The PC Birth
Although some may argue, today is the birthday of the Personal Computer.
It was the "Altair 8800".
It was offered as a kit officially on this date 30 years ago by Popular Electronics. The name, "Altair" came from a destination on a Star Trek episode. Ed Roberts, the guy who put it together, was a former Air Force Weapons Lab geek. He and Forest Mims III, had decided to use their knowledge to make a small computer for rocket enthusiasts.
The timing seemed to be just right. The electronics hobbyists were moving on to computers as more and more electronics turned digital, and yet they were frustrated by the low power and flexibility of the few kits that were already on the market. The Altair had enough power to be actually useful, and was designed around an expandable system that opened it up to all sorts of experiments.
Roberts needed to sell 200 over the next year to break even, but instead received thousands of orders in the first month including 200 in one day.
Within only six months, competition arrived with a keyboard, monitor, and a floppy disc controller. Apparently, Roberts spent an increasing amount of his time trying to "knock off" these competitors instead of improving the Altair. By 1976, there were a number of better built machines on the market, and his company was squeezed out of the market that he had created.
Early on, Roberts received a letter from a Seattle company asking if he would be interested in selling their BASIC programming language for the machine. He called the company and reached a private home, where no one had heard of anything like BASIC.
In fact, the letter had been sent by Bill Gates and Paul Allen, and they had no BASIC to offer. When they called Roberts to follow up on the letter, he expressed his interest and the two started work. They figured they had 30 days before someone else beat them to the punch, and once they had a version working on the simulator, Allen flew to Albuquerque to deliver the program, Altair BASIC on a paper tape.
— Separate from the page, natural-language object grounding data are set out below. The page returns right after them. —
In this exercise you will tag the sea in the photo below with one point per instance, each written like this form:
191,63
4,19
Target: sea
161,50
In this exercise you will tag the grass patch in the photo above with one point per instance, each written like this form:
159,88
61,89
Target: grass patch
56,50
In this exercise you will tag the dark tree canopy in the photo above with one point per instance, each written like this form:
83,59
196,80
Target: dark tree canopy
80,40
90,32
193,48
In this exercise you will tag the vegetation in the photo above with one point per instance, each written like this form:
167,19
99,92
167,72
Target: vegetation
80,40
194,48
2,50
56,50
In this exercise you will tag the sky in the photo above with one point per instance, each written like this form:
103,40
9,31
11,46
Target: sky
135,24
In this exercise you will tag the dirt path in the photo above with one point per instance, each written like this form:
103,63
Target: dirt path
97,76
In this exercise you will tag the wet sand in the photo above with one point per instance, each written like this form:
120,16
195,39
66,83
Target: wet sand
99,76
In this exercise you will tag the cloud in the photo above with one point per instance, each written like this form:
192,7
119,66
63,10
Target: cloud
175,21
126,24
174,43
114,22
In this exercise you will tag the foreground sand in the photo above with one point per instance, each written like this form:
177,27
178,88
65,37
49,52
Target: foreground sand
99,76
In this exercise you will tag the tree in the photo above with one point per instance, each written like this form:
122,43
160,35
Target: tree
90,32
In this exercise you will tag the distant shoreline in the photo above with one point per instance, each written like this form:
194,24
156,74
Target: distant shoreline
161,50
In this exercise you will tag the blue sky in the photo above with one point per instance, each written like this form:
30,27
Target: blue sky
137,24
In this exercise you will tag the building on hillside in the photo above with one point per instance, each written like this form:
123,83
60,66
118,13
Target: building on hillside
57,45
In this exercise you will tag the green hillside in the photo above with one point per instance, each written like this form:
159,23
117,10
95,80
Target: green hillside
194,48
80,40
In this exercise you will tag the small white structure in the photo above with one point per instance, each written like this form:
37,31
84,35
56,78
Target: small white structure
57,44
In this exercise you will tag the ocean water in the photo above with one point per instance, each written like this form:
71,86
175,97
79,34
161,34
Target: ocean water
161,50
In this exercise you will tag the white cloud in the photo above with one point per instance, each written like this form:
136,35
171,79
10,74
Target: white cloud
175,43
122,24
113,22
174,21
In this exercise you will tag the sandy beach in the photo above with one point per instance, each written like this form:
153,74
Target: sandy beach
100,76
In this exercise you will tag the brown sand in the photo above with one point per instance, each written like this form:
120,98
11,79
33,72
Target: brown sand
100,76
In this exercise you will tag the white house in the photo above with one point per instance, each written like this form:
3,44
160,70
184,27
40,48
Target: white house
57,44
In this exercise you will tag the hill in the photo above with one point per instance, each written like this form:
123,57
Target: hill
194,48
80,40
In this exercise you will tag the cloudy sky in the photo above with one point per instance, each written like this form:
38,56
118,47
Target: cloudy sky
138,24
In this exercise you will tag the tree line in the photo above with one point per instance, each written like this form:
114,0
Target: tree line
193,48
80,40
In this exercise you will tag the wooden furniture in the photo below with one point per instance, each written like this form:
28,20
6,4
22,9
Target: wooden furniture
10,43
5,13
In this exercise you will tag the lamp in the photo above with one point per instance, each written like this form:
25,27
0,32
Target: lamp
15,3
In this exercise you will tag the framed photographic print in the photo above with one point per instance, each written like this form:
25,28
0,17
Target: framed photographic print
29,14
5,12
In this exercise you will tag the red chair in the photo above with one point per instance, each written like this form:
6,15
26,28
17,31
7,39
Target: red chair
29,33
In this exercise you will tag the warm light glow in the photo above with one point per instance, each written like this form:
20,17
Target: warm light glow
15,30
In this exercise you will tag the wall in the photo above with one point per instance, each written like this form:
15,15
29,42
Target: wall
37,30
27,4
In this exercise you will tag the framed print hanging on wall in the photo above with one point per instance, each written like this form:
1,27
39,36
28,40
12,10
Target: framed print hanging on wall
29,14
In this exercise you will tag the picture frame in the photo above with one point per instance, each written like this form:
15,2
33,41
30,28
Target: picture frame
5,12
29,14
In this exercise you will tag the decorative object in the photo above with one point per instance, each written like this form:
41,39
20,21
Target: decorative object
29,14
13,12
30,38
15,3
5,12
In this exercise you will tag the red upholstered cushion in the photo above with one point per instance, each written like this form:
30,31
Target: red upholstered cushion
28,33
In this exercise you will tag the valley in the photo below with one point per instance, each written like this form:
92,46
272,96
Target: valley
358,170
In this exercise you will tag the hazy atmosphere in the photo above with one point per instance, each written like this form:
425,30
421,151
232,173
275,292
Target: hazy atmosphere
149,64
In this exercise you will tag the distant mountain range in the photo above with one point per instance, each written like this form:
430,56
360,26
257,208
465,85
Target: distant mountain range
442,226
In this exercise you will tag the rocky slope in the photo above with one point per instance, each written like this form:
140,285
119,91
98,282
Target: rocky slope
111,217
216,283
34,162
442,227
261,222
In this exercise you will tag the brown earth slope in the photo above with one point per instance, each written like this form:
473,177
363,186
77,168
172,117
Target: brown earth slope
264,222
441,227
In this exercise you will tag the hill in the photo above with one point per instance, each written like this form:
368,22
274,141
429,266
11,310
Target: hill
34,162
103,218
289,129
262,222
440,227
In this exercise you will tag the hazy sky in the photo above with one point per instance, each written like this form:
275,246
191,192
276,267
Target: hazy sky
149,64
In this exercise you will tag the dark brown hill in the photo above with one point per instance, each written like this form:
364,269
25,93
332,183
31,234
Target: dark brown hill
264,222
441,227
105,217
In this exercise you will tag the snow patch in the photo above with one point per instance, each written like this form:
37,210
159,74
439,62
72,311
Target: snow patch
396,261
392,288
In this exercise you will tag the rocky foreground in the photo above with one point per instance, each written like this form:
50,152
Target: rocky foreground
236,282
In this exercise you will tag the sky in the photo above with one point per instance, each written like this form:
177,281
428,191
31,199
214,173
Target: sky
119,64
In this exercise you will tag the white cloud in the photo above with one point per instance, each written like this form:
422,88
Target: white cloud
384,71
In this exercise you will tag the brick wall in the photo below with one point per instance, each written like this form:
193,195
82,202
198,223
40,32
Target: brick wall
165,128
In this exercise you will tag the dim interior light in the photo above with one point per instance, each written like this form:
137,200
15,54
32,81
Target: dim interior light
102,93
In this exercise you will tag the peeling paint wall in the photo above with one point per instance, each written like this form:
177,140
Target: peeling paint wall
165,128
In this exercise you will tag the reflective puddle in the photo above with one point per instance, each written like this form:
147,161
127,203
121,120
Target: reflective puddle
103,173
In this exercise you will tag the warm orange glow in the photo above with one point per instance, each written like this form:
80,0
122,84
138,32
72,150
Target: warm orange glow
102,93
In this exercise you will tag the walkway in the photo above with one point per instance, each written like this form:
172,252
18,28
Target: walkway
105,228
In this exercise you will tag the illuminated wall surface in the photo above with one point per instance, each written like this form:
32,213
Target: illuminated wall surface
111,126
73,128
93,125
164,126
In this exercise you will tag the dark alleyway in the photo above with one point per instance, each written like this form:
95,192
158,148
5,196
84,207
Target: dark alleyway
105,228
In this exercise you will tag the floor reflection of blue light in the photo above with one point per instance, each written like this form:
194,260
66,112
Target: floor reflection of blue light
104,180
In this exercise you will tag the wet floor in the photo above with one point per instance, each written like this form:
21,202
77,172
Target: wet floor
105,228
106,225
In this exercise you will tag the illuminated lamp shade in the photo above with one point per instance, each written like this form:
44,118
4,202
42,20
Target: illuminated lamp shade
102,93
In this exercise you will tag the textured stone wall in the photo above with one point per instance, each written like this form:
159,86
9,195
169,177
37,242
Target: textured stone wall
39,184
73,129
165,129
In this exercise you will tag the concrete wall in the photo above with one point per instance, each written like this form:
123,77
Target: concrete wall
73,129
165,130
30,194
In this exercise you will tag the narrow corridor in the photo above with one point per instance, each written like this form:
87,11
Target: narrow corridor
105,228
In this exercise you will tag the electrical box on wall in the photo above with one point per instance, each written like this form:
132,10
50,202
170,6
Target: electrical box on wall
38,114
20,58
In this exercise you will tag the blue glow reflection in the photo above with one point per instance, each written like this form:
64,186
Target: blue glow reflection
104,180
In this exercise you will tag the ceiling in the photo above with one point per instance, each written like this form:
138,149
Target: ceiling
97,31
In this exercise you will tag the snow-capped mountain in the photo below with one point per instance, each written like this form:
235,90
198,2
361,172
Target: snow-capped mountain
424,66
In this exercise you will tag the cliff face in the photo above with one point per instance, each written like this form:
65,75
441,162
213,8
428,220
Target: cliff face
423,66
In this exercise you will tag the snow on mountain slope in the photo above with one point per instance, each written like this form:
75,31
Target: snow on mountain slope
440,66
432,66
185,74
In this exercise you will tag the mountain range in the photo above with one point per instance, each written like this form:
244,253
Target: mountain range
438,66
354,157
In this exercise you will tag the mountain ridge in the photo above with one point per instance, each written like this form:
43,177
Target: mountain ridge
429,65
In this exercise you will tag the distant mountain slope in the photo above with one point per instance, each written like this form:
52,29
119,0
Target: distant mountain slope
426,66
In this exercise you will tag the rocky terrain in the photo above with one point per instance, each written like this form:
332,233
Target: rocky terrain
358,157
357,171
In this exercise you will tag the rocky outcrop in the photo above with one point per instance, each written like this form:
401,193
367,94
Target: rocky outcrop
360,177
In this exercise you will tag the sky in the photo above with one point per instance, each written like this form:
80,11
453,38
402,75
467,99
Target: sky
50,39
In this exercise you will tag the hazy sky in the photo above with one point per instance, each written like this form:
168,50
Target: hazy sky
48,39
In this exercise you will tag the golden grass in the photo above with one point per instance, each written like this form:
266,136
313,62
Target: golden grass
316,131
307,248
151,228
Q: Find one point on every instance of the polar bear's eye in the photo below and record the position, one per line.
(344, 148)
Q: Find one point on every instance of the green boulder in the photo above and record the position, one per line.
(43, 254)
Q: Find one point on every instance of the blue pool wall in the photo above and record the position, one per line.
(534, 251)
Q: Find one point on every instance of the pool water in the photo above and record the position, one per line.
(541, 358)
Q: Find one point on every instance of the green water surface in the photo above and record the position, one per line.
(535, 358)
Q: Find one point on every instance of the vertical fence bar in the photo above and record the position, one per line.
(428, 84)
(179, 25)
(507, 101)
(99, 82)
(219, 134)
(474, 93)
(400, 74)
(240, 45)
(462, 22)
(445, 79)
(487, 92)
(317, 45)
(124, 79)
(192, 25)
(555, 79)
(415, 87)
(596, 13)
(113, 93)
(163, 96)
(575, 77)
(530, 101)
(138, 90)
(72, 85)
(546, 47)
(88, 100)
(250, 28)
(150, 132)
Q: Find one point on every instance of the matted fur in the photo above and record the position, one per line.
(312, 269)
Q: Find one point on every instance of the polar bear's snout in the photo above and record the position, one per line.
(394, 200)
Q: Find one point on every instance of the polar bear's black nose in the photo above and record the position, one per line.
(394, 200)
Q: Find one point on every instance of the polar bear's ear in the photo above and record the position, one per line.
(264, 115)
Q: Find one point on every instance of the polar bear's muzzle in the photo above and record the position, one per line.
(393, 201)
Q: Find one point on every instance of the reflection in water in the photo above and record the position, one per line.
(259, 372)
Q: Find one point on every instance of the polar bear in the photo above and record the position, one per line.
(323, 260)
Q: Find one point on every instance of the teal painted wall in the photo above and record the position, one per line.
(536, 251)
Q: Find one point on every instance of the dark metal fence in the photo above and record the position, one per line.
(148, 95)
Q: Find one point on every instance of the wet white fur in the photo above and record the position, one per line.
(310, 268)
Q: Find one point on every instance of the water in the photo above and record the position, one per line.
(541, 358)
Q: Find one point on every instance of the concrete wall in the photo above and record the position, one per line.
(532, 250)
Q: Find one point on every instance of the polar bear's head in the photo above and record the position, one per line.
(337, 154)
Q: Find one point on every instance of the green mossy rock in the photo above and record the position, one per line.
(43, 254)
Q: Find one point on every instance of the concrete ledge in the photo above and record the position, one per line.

Miraculously, it worked the first time, and Gates soon joined him and formed Microsoft, then spelled "Micro-Soft".
So you see, it really is the birthday of the Personal Computer.
Many of us remember that classic MAC commercial in 1984. It was a little "over the top" for most of the Super Bowl Fans though.
In the third quarter, this strange and disorienting advertisement appeared on the screens of the millions of viewers tuned in to this cultural yearly ritual. The ad opens on a gray network of futuristic tubes connecting blank, ominous buildings. Inside the tubes, we see cowed subjects marching towards a cavernous auditorium, where they bow before a Big Brother figure pontificating from a giant TV screen.
But one lone woman remains unbroken. Chased by storm troopers, she runs up to the screen, hurls a hammer with a heroic grunt, and shatters the TV image. As the screen explodes, bathing the stunned audience in the light of freedom, a voice-over announces,
On January 24th, Apple Computer will introduce the Macintosh. And you'll see why 1984 won't be like "1984.
The commercial, directed by Ridley Scott fresh off his science fiction classic "Blade Runner", has never again run since that Super Bowl spot. (this will change)
But few commercials have ever been more influential.
Advertising Age named it the Commercial of the Decade.
It was a critical moment in the development of the American public's conception of personal computers. No longer were PCs just tools- utilitarian objects designed to facilitate specific tasks. With this commercial and the introduction of the Mac, they became full-fledged commodities - shiny (or dark) consumer products defined not just by their use value, but by the hopes and ideals attached to them.
With the 1984 ad, Apple identified the Macintosh with an ideology of "empowerment" - a vision of the PC as a tool for combating conformity and asserting individuality. Although Apple has not triumphed, (yet) Apple's vision of the power and potential of the personal computer has.